Mom Rachel put a hand on Abby’s shoulder. “Why don’t we let him be?”
Abby whirled to face her mom. “Paul always goes with us.”
“I know, but…”
Mom Rachel guided Abby away from Paul’s room, and they met Mama Dee, who was waiting at the front door with a small bag of bread.
Abby looked back toward Paul’s room, then the three of them walked to the pond at the park.
“It doesn’t feel right without Paul here,” Abby said quietly.
Both her moms put an arm around her shoulders.
Each of them took a few pieces of bread from the bag Mama Dee held. The bread was supposed to represent their sins from the past year.
“This is one of my favorite traditions,” Mama Dee whispered in a solemn tone.
Mom Rachel said the prayer, and they cast their sins—the bread—into the water.
Then they walked home, all holding sweaty hands with one another.
Abby felt lighter, but Paul’s absence from the tashlik ceremony increased her worry about what might be going on with him.
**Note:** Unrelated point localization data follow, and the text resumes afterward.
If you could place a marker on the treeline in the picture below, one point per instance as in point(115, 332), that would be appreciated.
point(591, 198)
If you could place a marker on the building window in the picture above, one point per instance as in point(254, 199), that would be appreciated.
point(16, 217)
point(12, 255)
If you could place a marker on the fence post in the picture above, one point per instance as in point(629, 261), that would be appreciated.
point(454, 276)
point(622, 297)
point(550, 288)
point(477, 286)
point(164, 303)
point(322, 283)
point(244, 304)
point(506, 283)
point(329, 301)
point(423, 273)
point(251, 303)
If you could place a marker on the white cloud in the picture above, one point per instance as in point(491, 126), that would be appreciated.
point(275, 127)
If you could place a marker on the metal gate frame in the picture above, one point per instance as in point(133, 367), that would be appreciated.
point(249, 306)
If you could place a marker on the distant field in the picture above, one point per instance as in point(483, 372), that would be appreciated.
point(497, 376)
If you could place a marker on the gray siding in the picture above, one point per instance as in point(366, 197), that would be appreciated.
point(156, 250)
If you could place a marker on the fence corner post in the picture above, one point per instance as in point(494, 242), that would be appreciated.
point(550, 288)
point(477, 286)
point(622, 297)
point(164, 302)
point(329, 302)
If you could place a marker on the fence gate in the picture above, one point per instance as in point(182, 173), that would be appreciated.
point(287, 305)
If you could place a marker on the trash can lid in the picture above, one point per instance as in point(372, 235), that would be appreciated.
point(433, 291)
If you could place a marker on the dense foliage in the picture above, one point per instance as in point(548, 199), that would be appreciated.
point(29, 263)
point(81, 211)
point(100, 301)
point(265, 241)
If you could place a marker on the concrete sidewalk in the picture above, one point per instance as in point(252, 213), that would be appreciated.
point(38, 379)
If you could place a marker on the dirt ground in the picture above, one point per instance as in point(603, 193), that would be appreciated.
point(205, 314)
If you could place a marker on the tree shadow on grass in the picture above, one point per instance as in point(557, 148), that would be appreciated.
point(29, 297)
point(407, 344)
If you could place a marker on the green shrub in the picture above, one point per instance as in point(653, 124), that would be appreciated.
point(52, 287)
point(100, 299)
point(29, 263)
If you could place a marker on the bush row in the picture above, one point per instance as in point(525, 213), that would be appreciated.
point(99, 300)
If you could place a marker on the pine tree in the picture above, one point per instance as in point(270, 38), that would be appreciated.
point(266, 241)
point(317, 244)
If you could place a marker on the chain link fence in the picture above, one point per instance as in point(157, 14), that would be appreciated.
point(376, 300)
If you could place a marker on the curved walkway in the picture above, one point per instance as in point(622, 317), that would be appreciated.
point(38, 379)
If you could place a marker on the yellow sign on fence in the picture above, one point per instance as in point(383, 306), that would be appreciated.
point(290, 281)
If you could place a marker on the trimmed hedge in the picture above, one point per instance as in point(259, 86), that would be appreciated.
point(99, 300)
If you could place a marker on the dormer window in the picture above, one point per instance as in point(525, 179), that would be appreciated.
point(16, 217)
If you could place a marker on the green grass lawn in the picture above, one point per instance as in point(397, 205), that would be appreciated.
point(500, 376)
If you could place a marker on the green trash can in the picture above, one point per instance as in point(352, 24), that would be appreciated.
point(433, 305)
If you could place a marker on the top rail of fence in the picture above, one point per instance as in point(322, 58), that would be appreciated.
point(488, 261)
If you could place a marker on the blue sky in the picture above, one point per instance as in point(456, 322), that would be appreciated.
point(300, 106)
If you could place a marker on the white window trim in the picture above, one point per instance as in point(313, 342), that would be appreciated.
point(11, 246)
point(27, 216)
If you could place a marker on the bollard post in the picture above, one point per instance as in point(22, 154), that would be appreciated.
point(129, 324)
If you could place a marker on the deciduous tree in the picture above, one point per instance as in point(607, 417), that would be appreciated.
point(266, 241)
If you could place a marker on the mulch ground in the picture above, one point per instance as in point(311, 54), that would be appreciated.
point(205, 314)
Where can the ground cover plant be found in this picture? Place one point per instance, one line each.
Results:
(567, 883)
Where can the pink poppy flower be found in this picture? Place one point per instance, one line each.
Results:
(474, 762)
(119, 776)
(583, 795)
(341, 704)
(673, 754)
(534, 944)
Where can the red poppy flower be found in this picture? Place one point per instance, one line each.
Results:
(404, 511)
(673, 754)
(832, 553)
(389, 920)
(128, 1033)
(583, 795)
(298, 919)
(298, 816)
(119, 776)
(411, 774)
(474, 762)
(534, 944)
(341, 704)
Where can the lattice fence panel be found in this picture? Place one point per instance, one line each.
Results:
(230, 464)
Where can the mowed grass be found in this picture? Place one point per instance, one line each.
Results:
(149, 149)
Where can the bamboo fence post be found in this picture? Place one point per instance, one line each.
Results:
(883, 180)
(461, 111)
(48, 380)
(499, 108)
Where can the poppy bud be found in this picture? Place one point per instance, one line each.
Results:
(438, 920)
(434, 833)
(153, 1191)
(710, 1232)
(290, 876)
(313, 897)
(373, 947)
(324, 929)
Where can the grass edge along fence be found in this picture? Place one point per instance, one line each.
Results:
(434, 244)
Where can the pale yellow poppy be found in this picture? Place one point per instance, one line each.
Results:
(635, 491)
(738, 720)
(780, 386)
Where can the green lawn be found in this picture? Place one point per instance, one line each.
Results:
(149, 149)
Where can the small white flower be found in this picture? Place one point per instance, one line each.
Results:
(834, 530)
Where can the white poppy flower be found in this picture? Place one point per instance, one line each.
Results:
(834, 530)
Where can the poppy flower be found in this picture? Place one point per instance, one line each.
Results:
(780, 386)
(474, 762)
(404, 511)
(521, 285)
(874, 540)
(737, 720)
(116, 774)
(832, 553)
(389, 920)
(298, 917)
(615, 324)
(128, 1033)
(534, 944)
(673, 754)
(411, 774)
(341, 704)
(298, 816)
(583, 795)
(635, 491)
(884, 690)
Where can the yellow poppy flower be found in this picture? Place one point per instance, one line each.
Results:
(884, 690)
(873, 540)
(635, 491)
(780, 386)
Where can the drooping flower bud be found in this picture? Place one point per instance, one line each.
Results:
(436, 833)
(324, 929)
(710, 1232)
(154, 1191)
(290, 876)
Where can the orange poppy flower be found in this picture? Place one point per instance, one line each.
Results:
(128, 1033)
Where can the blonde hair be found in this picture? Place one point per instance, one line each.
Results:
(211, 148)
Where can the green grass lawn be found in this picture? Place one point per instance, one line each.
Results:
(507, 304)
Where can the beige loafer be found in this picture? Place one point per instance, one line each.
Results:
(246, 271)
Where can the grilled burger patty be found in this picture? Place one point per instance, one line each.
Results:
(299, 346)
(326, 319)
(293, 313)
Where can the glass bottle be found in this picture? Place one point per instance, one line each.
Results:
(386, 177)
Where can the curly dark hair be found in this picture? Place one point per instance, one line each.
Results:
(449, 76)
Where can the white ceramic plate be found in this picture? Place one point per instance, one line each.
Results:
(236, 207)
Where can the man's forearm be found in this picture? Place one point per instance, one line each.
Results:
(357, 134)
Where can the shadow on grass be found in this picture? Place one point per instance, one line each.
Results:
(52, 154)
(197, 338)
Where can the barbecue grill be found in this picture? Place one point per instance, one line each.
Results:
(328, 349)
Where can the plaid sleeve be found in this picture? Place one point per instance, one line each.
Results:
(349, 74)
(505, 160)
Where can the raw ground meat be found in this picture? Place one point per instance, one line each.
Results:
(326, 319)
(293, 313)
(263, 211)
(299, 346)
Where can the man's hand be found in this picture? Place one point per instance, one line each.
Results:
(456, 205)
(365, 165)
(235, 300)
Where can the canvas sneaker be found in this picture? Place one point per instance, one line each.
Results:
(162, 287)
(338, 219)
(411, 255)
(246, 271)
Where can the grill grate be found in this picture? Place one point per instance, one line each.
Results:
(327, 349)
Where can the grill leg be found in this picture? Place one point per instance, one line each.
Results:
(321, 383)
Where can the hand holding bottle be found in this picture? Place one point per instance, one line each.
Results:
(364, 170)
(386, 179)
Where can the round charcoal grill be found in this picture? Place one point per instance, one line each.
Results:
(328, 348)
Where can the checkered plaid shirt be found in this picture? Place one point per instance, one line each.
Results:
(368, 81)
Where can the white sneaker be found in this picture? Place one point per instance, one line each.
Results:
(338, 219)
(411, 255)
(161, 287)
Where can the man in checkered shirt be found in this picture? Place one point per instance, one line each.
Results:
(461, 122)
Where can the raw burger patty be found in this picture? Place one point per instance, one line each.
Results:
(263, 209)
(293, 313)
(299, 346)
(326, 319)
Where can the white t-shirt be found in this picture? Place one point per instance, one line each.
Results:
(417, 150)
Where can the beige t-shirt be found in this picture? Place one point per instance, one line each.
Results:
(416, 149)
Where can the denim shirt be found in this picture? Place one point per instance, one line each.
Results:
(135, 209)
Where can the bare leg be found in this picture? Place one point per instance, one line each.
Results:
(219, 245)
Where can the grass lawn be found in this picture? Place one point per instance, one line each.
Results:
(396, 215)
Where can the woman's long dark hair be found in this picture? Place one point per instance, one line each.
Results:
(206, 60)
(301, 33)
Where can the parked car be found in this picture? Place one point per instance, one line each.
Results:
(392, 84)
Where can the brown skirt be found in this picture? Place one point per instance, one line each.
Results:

If she weren’t holding her moms’ hands, she would have crossed her fingers, hoping the specialist Paul was going to see later today would tell them everything’s okay—and that they will have a sweet new year.
* * *
A couple hours later, Mom Rachel gave Mama Dee instructions on when to warm up each of the dishes she’d made. “I hope we’re back before Mom and Dad come, but you know how these specialists can keep you waiting forever.”
Mama Dee, both taller and wider than Mom Rachel, enveloped her in a hug that looked like she’d swallowed her up. “You take care of our boy. Abby and I will take care of everything here.”